Delta Lake 2.0 Brings the Lakehouse to Everyone

Delta Lake 2.0 will bring unmatched query performance to all Delta Lake users and enable everyone to build a highly performant data lakehouse on open standards. With this contribution, Databricks customers and the open source community will benefit from the full functionality and enhanced performance of Delta Lake 2.0. The Delta Lake 2.0 Release Candidate is now available and is expected to be fully released later this year. The breadth of the Delta Lake ecosystem makes it flexible and powerful in a wide range of use cases. Fueling this is a vibrant community of over 6,400 members, with contributing developers from more than 70 contributing organizations. 

“Databricks provides Akamai with a table storage format that is open and battle-tested for demanding workloads such as ours. The lakehouse powers interactive analytics at scale so that our customers can have near real-time analysis of security events within our Edge platform,” said Aryeh Sivan, VP Engineering at Akamai. “We are very excited about the rapid innovation that Databricks, along with the rapidly growing community, is bringing to Delta Lake. We are also looking forward to collaborating with other developers on the project to move the data community to greater heights.”

“The Delta Lake project is seeing phenomenal activity and growth trends indicating the developer community wants to be a part of the project.
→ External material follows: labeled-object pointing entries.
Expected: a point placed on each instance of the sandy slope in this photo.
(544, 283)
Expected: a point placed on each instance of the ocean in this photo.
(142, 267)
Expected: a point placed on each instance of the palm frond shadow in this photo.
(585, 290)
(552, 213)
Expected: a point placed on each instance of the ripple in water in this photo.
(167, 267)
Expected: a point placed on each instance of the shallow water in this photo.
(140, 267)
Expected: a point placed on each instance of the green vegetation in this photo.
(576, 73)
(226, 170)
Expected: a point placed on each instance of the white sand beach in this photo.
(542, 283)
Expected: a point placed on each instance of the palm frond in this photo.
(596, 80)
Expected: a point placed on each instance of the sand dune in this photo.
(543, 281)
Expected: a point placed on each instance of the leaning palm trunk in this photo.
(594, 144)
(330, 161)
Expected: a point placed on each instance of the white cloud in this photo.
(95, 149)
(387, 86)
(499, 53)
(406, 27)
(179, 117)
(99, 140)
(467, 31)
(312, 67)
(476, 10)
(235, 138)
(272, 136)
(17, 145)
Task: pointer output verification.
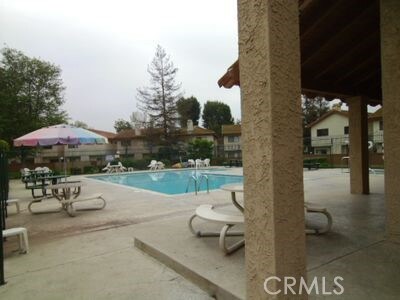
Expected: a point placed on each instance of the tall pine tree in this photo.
(159, 99)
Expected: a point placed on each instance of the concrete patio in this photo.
(94, 256)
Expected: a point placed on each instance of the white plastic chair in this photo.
(199, 163)
(160, 165)
(191, 163)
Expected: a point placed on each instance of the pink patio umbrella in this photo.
(59, 135)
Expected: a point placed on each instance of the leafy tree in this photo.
(188, 109)
(31, 94)
(139, 120)
(159, 99)
(200, 149)
(216, 114)
(80, 124)
(313, 108)
(4, 146)
(121, 124)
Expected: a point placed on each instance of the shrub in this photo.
(76, 171)
(139, 164)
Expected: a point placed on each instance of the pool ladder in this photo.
(197, 181)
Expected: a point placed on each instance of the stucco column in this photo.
(269, 59)
(390, 59)
(358, 137)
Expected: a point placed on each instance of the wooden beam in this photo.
(359, 66)
(349, 52)
(331, 41)
(305, 32)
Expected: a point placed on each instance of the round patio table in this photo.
(234, 188)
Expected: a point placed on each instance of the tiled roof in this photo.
(197, 130)
(231, 129)
(328, 114)
(106, 134)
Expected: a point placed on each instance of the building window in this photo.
(233, 139)
(323, 132)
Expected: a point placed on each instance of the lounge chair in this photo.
(121, 167)
(207, 212)
(152, 165)
(206, 162)
(22, 234)
(312, 208)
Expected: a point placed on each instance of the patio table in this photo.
(62, 192)
(40, 183)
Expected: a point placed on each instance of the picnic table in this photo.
(68, 193)
(40, 183)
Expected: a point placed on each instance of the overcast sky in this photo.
(104, 47)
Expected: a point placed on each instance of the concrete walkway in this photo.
(92, 256)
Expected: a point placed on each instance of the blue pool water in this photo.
(170, 182)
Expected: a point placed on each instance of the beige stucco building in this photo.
(232, 145)
(329, 133)
(337, 49)
(144, 143)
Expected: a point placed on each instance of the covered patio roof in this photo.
(340, 50)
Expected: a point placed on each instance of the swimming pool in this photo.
(171, 182)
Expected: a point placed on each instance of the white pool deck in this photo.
(93, 255)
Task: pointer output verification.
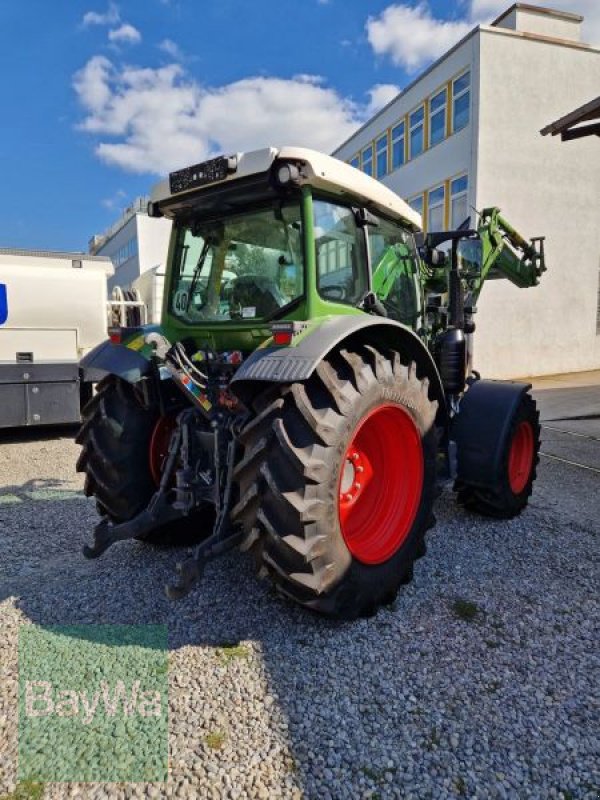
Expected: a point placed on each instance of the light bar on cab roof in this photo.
(216, 169)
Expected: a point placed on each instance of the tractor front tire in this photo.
(337, 482)
(116, 439)
(517, 468)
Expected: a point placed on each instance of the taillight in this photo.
(282, 338)
(284, 332)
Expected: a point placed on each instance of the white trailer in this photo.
(52, 312)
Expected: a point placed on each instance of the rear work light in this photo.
(115, 335)
(284, 332)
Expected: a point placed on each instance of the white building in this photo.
(135, 243)
(466, 134)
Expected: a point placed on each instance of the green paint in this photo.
(93, 703)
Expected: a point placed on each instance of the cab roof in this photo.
(318, 170)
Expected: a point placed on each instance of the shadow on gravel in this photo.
(37, 433)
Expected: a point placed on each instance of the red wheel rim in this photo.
(380, 485)
(159, 445)
(520, 459)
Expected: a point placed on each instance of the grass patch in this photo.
(215, 740)
(26, 790)
(229, 651)
(465, 609)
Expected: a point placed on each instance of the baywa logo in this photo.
(42, 699)
(93, 703)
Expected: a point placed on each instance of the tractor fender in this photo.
(114, 359)
(297, 363)
(480, 428)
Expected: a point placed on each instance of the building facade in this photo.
(466, 135)
(135, 243)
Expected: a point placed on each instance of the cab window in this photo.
(340, 254)
(394, 267)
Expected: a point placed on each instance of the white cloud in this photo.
(92, 82)
(380, 95)
(110, 17)
(116, 201)
(172, 49)
(125, 34)
(412, 37)
(155, 120)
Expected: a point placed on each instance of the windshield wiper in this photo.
(197, 271)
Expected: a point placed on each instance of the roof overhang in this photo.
(570, 126)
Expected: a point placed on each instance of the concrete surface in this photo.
(570, 417)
Contributor strength has increased by 60% during the last year and the growth in total commits is up 95% and the average lines of code per commit is up 900%. We are seeing this upward velocity from contributing organizations like Uber Technologies, Walmart and CloudBees, Inc., among others,” said Executive Director of the Linux Foundation, Jim Zemlin.

MLflow 2.0 Introduces MLflow Pipelines to Templatize and Automate MLOps

As one of the most successful open source machine learning (ML) projects, MLflow set the standard for ML platforms. The release of MLflow 2.0 introduces MLflow Pipelines to the platform, substantially decreasing time to production and improving execution at scale through standardization. MLflow Pipelines offers data scientists pre-defined, production-ready templates based on the model type they’re building to allow them to reliably bootstrap and accelerate model development without requiring intervention from production engineers.
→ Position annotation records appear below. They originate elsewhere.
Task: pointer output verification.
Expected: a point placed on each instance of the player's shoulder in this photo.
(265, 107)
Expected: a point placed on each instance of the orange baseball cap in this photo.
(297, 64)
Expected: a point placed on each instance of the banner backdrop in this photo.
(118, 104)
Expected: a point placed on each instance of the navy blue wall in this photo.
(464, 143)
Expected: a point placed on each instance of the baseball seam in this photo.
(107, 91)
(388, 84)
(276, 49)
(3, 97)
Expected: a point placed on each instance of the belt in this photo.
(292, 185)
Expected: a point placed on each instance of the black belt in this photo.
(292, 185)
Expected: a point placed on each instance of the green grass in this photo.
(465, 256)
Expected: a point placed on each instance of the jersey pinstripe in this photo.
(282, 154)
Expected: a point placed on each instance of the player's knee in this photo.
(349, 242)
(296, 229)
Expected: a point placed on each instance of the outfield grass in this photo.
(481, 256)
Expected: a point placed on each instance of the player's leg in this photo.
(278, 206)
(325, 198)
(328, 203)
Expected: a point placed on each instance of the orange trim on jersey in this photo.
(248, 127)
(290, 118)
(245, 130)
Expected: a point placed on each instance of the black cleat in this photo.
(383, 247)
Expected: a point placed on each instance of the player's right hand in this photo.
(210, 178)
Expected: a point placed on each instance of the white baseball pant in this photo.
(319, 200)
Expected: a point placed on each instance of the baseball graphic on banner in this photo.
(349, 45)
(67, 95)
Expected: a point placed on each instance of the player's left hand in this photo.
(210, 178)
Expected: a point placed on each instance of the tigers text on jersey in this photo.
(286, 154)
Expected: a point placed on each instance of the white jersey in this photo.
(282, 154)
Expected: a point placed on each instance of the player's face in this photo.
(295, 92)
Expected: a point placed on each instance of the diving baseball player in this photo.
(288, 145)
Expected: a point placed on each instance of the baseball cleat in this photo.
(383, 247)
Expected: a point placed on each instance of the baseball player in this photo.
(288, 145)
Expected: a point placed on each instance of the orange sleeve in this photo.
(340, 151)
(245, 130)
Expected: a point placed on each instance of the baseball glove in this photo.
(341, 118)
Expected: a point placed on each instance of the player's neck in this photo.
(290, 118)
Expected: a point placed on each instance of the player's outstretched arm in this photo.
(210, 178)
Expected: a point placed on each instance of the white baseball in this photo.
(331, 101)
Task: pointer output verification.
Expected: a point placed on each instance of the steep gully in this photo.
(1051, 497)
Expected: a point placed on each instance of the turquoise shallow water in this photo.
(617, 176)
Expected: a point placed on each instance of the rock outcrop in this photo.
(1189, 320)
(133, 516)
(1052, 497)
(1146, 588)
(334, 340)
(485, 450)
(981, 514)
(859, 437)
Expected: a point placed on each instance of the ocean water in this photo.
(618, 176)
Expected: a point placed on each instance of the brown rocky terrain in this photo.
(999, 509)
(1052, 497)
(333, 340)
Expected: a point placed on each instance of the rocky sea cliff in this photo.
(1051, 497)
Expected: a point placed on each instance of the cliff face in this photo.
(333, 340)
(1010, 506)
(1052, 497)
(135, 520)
Next Generation Streaming Engine and Spark Whenever and Wherever

As the leading unified engine for large-scale data analytics, Spark scales seamlessly to handle data sets of all sizes. However, the lack of remote connectivity and burden of applications developed and run on the driver node, hinder the requirements of modern data applications. To tackle this, Databricks introduced Spark Connect, a client and server interface for Apache Spark based on the DataFrame API that will decouple the client and server for better stability, and allow for built-in remote connectivity.  With Spark Connect, users will be able to access Spark from any device. 
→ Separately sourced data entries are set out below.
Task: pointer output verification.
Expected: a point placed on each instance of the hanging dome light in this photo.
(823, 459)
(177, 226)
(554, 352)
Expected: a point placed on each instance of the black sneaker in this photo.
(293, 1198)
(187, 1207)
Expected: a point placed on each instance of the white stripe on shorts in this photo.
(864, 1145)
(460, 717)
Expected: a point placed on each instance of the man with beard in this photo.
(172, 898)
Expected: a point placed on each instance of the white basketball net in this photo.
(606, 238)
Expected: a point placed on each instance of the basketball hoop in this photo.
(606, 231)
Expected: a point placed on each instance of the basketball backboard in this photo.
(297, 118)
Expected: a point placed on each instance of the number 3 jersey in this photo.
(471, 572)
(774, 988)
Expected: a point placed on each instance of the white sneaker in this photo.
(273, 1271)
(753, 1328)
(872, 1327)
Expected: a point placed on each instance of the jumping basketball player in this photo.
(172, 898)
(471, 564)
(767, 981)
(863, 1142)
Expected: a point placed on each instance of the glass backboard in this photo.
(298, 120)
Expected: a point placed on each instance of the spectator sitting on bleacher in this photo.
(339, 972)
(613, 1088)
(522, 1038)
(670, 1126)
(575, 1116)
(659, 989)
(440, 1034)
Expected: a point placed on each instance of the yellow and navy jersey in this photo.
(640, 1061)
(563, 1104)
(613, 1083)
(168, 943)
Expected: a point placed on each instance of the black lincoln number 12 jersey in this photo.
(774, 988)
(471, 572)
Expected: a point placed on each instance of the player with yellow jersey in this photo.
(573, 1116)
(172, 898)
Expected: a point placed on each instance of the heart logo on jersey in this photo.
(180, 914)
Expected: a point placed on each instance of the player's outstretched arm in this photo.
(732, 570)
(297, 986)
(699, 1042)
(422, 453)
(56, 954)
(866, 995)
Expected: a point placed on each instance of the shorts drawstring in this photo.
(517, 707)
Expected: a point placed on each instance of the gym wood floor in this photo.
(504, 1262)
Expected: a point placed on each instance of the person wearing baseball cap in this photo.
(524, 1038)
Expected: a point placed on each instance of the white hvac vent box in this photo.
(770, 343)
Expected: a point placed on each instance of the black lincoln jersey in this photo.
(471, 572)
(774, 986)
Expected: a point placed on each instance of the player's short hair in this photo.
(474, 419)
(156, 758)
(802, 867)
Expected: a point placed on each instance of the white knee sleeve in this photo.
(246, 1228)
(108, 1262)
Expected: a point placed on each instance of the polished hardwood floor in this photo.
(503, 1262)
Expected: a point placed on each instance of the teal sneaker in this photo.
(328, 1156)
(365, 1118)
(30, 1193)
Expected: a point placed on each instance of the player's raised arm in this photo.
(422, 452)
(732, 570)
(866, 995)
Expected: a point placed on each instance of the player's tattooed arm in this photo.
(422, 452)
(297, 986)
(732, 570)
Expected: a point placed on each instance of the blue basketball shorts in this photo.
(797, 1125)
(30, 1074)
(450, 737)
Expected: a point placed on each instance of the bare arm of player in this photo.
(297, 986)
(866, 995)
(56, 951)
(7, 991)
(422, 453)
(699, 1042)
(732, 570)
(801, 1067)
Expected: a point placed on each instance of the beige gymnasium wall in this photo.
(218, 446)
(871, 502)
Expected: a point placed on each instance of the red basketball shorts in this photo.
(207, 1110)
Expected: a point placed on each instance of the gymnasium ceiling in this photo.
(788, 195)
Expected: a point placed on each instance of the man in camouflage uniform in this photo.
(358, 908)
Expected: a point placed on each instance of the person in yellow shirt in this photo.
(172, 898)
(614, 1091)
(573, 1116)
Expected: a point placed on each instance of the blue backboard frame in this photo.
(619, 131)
In collaboration with the Spark community, Databricks also announced Project Lightspeed, the next generation of the Spark streaming engine.  As the diversity of applications moving into streaming data has increased, new requirements have emerged to support the most in-demand data workloads for lakehouse, data streaming.  Spark Structured Streaming has been widely adopted since the early days of streaming because of its ease of use, performance, large ecosystem, and developer communities. With that in mind, Databricks will collaborate with the community and encourage participation in Project Lightspeed to improve performance, ecosystem support for connectors, enhance functionality for processing data with new operators and APIs, and simplify deployment, operations, monitoring and troubleshooting.